JCP in the press again over the past two days.
I’ve only seen the headlines, which assert that:
–JCP is trying to sever the 10-year $200 million agreement the previous CEO, Ron Johnson arranged with Martha Stewart. Why? …the MS merchandise isn’t selling
–JCP is looking to raise new funds
–a Goldman analyst has used the “B” word (bankruptcy) in warning clients to avoid JCP stock.
I want to make two relatively narrow points:
1. Analysts are extremely reluctant to speculate on a possible corporate bankruptcy in writing. They may mention the possibility on the phone or in meetings, but not in print.
A boss of mine years ago at Value Line did this once. He wrote about a small-cap magazine company that if weak advertising trends continued for the following twelve months, there was a risk the firm would have to close its doors.
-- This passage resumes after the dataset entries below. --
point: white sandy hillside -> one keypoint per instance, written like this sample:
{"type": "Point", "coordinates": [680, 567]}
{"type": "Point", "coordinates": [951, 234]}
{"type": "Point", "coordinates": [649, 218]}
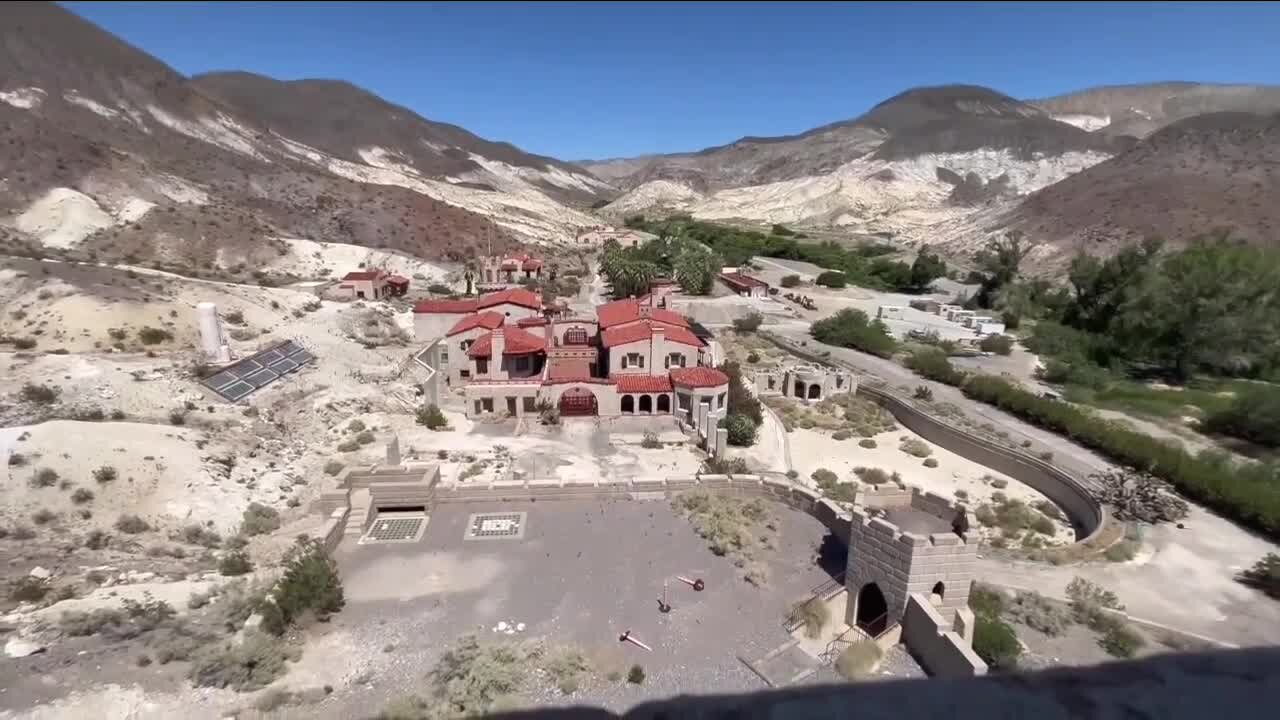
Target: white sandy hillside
{"type": "Point", "coordinates": [312, 259]}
Advertising dried up almost immediately on publication of the report. The company was out of business in three months.
Raising the prospect of bankruptcy is like shouting “Fire!!” in a crowded theater. It has consequences.
Also, if the firm survives it will never forgive the analyst who made the call. The Goldman analyst who wrote the report must either be very young or extremely confident that the prediction won’t come back to haunt him/her.
2. In graduate school I spent a year at the university in Tübingen in southwest Germany. For a while I lived with a family where we all went mushroom hunting on weekends. What we found made up at least one or two meals the following week. That’s where I learned about the deaths head mushroom. Eating it is most often fatal; symptoms only emerge after it’s too late to get treatment.
The obvious course of action–learn what the deaths head looks like, and don’t eat it.
There’s an analogy here.
In the case of JCP, the symptoms we’re seeing now are the direct result of corporate decisions made two or more years ago by ex-CEO Ron Johnson and defended for a long time by Bill Ackman. Oddly, both seem to have been thinking–contrary to all experience–that falling sales could be remedied by applying a double does of what was causing them. What’s equally surprising is the the JCP board let the situation go unaddressed until it had reached crisis proportions.
My second point: many times corporate strategies, once put in motion, are difficult or impossible to reverse. So we, as investors, have to be constantly scanning the horizon for indications of possible weakness. Normally, the early signs of deterioration are found on the balance sheet (rising receivables and inventories) and the cash flow statement.
For JCP, though, there was nothing subtle about its difficulties. Sales fell apart almost as soon as Ron Johnson took the controls. Another reason it”s so hard to understand why the board let the situation get so out of control.